Et même quand l’accord aura été signé avec ses annexes (arrangements particuliers), rien n’assure son application et son respect effectifs pour plusieurs raisons: d’abord, beaucoup de politiciens n’ont pas de ligne politique ou idéologique qu’ils défendent, la seule chose qui compte, c’est comment chacun d’eux se retrouve dans le gouvernement... Ce que François Bayart appelle la politique par le bas. Ensuite, ils n’ont aucune constance politique. Ce manque de conviction politique est un réel défi qui discrédite les politiciens congolais au point d’émettre souvent des réserves sur les actes qu’ils posent voire les accords qu’ils signent. Ils peuvent dire et se dédire, ils peuvent signer et renier leur signature le lendemain, au gré de leurs intérêts immédiats. Ceci renforce le citoyen lambda qui pense que la politique est une activité sale, dégradante renvoyant à des calculs stériles et dangereux pour la société, à des bavardages interminables et des ambitions démesurées ou effrénées.
Eu égard à ce qui précède, comment les évêques catholiques s’y prendront-ils pour faire appliquer et respecter l’accord issu de leurs bons offices? Rien n’est sûr, devant les acteurs qui se battent bec et ongles pour le « J’y suis et j’y reste » et le « Ôte-toi de là que je m’y mette » avec une population engagée pour la tenue des élections libres, transparentes et démocratiques dans un délai d’une année seulement. Le risque de voir les évêques revenir dans leurs diocèses respectifs avec un accord non appliqué est prévisible: seront-ils alors prêts à activer leur « Plan B au cas où…» qu’ils essayent de brandir sans en dévoiler la quintessence? Wait and see! Sinon l’image de l’église catholique n’en sortira pas indemne…
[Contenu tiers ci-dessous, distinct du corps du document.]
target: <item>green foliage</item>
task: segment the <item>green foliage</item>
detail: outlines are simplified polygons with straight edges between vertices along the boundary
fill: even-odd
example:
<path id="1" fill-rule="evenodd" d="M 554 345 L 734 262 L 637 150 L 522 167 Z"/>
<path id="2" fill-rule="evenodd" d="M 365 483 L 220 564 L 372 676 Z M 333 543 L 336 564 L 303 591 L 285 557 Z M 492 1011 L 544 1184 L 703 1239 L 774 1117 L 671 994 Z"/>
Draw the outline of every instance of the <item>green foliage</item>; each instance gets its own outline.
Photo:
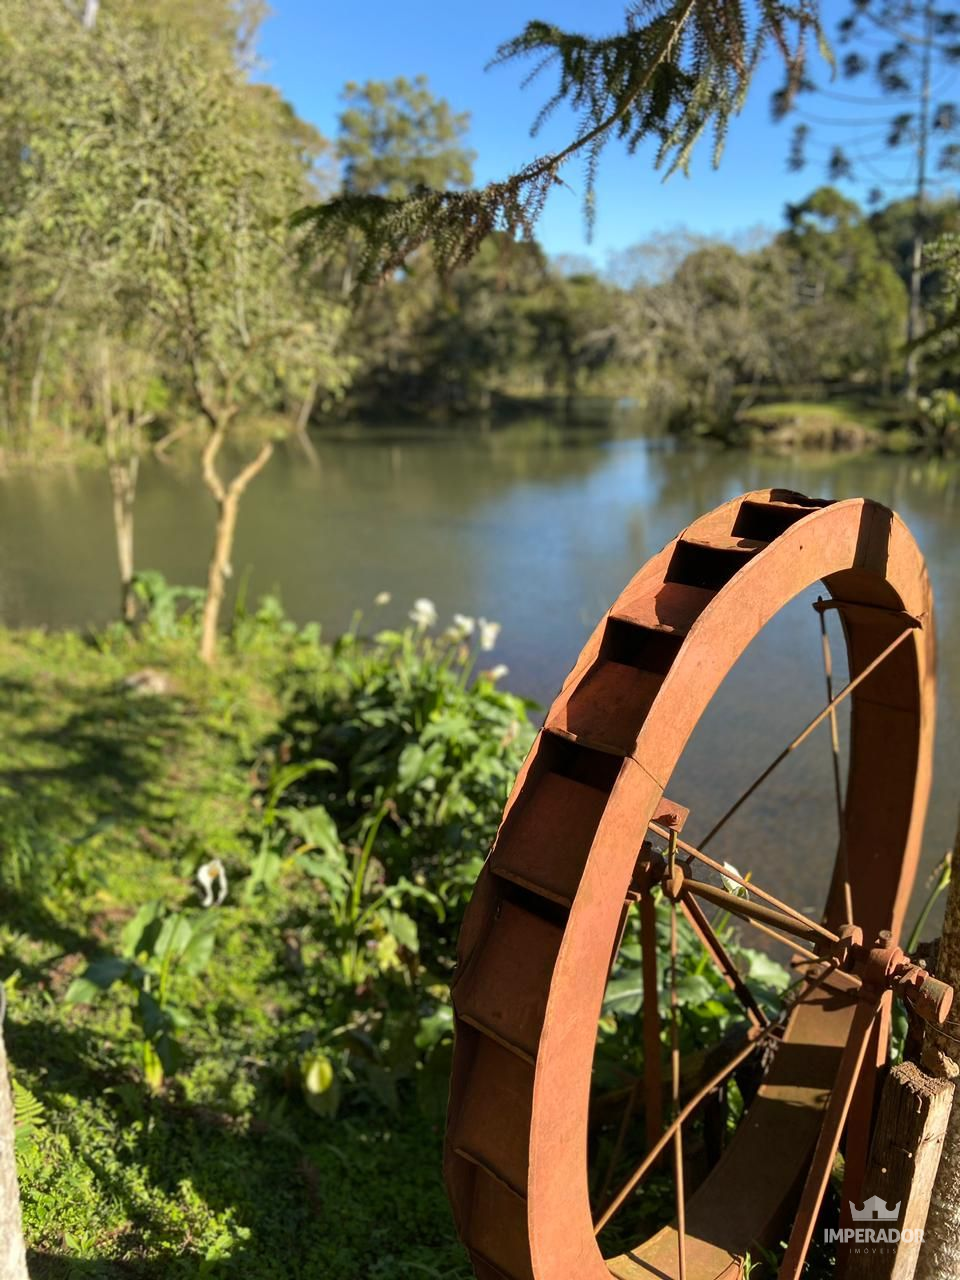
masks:
<path id="1" fill-rule="evenodd" d="M 136 435 L 158 415 L 295 415 L 342 387 L 342 312 L 302 288 L 285 222 L 315 188 L 318 142 L 247 81 L 237 22 L 174 0 L 104 6 L 85 31 L 59 0 L 4 6 L 0 402 L 14 442 L 64 400 L 99 440 L 118 414 Z"/>
<path id="2" fill-rule="evenodd" d="M 744 946 L 729 917 L 720 923 L 717 936 L 749 982 L 761 1007 L 768 1014 L 776 1014 L 790 982 L 787 970 L 765 952 Z M 678 921 L 677 937 L 680 1052 L 686 1056 L 716 1045 L 732 1028 L 744 1023 L 744 1013 L 743 1006 L 684 919 Z M 661 956 L 669 955 L 670 904 L 662 894 L 657 895 L 657 947 Z M 600 1023 L 595 1069 L 611 1081 L 616 1080 L 627 1064 L 638 1075 L 643 1072 L 643 1020 L 637 1016 L 643 1008 L 641 960 L 639 922 L 631 916 L 607 984 Z M 661 975 L 661 980 L 659 1016 L 666 1048 L 670 1036 L 670 1000 L 666 975 Z"/>
<path id="3" fill-rule="evenodd" d="M 133 579 L 141 620 L 160 640 L 196 626 L 203 594 L 199 587 L 172 586 L 156 569 L 145 569 Z"/>
<path id="4" fill-rule="evenodd" d="M 176 1032 L 189 1026 L 191 1014 L 173 999 L 178 970 L 199 974 L 213 951 L 216 917 L 170 911 L 162 902 L 146 903 L 120 935 L 122 952 L 87 965 L 71 982 L 64 1003 L 90 1004 L 115 983 L 136 996 L 133 1019 L 140 1031 L 143 1077 L 157 1090 L 182 1058 Z"/>
<path id="5" fill-rule="evenodd" d="M 937 387 L 917 401 L 918 422 L 927 447 L 949 453 L 960 443 L 960 395 Z"/>
<path id="6" fill-rule="evenodd" d="M 293 760 L 334 765 L 309 794 L 348 840 L 362 844 L 375 822 L 388 878 L 424 877 L 454 910 L 533 737 L 530 704 L 497 687 L 496 668 L 474 675 L 498 629 L 462 619 L 440 635 L 432 624 L 372 642 L 348 633 L 298 675 L 281 742 Z"/>
<path id="7" fill-rule="evenodd" d="M 712 125 L 718 159 L 730 119 L 742 107 L 766 48 L 773 46 L 783 58 L 789 96 L 801 79 L 811 31 L 819 35 L 815 6 L 797 8 L 781 0 L 762 0 L 752 11 L 740 0 L 724 0 L 719 9 L 698 0 L 630 4 L 623 30 L 601 39 L 530 22 L 501 45 L 494 63 L 533 57 L 530 78 L 547 67 L 559 69 L 558 87 L 534 132 L 561 103 L 568 104 L 580 125 L 567 147 L 479 190 L 424 188 L 405 199 L 348 191 L 304 209 L 297 225 L 310 224 L 325 251 L 358 232 L 365 244 L 365 280 L 385 278 L 427 243 L 438 270 L 448 272 L 493 231 L 531 237 L 563 164 L 575 154 L 585 157 L 589 224 L 594 176 L 607 143 L 618 139 L 632 152 L 651 140 L 657 144 L 656 163 L 672 172 L 686 167 Z"/>
<path id="8" fill-rule="evenodd" d="M 924 350 L 945 355 L 951 362 L 960 345 L 960 234 L 943 235 L 927 247 L 926 263 L 939 271 L 943 290 L 936 324 L 921 339 Z M 948 367 L 953 369 L 951 363 Z"/>
<path id="9" fill-rule="evenodd" d="M 889 382 L 902 359 L 907 292 L 875 230 L 832 187 L 789 206 L 787 222 L 809 369 L 828 380 L 865 369 Z"/>
<path id="10" fill-rule="evenodd" d="M 425 662 L 425 637 L 408 643 Z M 0 718 L 19 726 L 15 748 L 2 736 L 4 777 L 43 767 L 48 778 L 42 794 L 5 794 L 4 827 L 38 820 L 56 883 L 49 893 L 46 878 L 25 877 L 15 897 L 5 890 L 0 923 L 0 975 L 21 973 L 7 983 L 7 1044 L 43 1107 L 24 1110 L 33 1131 L 18 1149 L 38 1258 L 106 1274 L 239 1268 L 279 1280 L 296 1267 L 308 1280 L 386 1280 L 419 1269 L 467 1280 L 438 1172 L 449 971 L 420 954 L 421 921 L 438 924 L 443 904 L 433 886 L 388 875 L 378 832 L 389 812 L 334 823 L 312 792 L 336 775 L 276 749 L 297 681 L 309 676 L 313 692 L 319 671 L 342 681 L 348 651 L 359 663 L 370 647 L 353 638 L 336 655 L 275 603 L 244 613 L 216 672 L 198 668 L 184 637 L 150 627 L 96 645 L 0 633 L 11 678 Z M 124 675 L 146 663 L 177 693 L 126 692 Z M 495 822 L 502 794 L 489 803 Z M 77 863 L 77 832 L 108 818 Z M 279 874 L 238 894 L 265 836 Z M 231 893 L 198 914 L 184 895 L 213 855 Z M 131 915 L 144 894 L 169 906 Z M 210 946 L 214 919 L 203 963 L 194 949 Z M 143 1017 L 157 1012 L 143 975 L 166 1025 Z M 151 1033 L 158 1058 L 171 1048 L 164 1033 L 179 1053 L 145 1092 L 133 1073 L 145 1057 L 156 1071 Z"/>
<path id="11" fill-rule="evenodd" d="M 37 1134 L 46 1124 L 45 1108 L 19 1080 L 12 1079 L 10 1087 L 13 1091 L 14 1150 L 22 1157 L 34 1149 Z"/>
<path id="12" fill-rule="evenodd" d="M 426 76 L 347 84 L 337 153 L 343 189 L 396 200 L 418 187 L 447 190 L 473 180 L 474 153 L 461 139 L 470 116 L 430 92 Z"/>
Et la population dans tout cela…
L’usure de la souffrance, de la misère, de la pauvreté, des discours démagogiques et de la guerre à répétition a certainement lassé la population qui ne sait plus à quel saint se vouer.Si pour ceux qui se battent pour le « J’y suis et j’y reste », il faut se passer de la Constitution votée au référendum et constituant ainsi un contrat social entre le pouvoir et la population ou, à la limite, changer les règles de jeu démocratique contenues dans cette constitution en faveur de ceux qui veulent absolument s’accrocher au pouvoir; pour les partisans du « Ôte –toi de là que je m’y mette », c’est le moment pour eux aussi de prendre les rênes du pouvoir après l’avoir loupé à l’issue des élections de 2011, tout avoir, tout contrôler ou rien.
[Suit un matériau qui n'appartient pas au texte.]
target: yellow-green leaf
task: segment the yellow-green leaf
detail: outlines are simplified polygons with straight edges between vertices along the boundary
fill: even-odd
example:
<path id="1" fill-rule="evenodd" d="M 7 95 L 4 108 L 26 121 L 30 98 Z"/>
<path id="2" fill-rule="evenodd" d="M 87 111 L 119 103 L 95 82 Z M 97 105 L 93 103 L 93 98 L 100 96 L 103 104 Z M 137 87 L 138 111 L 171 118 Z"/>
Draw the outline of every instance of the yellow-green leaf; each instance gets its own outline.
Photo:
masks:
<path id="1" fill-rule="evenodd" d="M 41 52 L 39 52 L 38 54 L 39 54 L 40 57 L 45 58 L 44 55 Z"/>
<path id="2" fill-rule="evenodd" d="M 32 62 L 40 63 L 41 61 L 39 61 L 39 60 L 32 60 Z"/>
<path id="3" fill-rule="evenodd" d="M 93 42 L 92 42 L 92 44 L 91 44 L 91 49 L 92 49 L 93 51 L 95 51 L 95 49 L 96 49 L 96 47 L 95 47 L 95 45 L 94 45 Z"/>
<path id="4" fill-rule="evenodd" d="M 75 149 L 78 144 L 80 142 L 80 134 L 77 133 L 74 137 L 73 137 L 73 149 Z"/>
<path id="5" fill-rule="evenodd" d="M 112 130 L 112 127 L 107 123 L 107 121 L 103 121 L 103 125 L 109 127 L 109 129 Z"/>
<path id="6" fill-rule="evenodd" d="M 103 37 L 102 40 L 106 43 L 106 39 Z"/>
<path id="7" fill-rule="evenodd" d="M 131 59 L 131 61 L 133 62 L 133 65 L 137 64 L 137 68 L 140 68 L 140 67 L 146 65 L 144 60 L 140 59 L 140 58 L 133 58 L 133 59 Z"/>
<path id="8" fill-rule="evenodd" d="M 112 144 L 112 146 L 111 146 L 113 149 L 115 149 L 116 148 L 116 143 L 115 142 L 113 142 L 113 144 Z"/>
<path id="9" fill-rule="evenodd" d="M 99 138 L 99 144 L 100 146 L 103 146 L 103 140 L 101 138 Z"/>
Dans les deux cas de figure, l’organisation des élections reste le cadet des soucis tant que chacune des parties aura trouvé son compte pendant que le maître-mot de la population - théoriquement souveraine primaire - reste « Ne touchez pas à ma Constitution, nous voulons des élections le plus vite possible ». Devant cette volonté populaire de vouloir les élections, les politiciens, toute tendance confondue, font semblant et pourtant… personne ne prend à corps ni ne défend les aspirations et les intérêts du peuple. Du coup, comme toujours la population risque d’être la perdante prise pour le dindon de la farce.
En tout et pour tout, la situation de la population est laissée pour compte et renvoyée au second plan. Reste à elle, en tant que souveraine primaire, de décider de son sort face aux politiciens qui ne veulent rien lâcher…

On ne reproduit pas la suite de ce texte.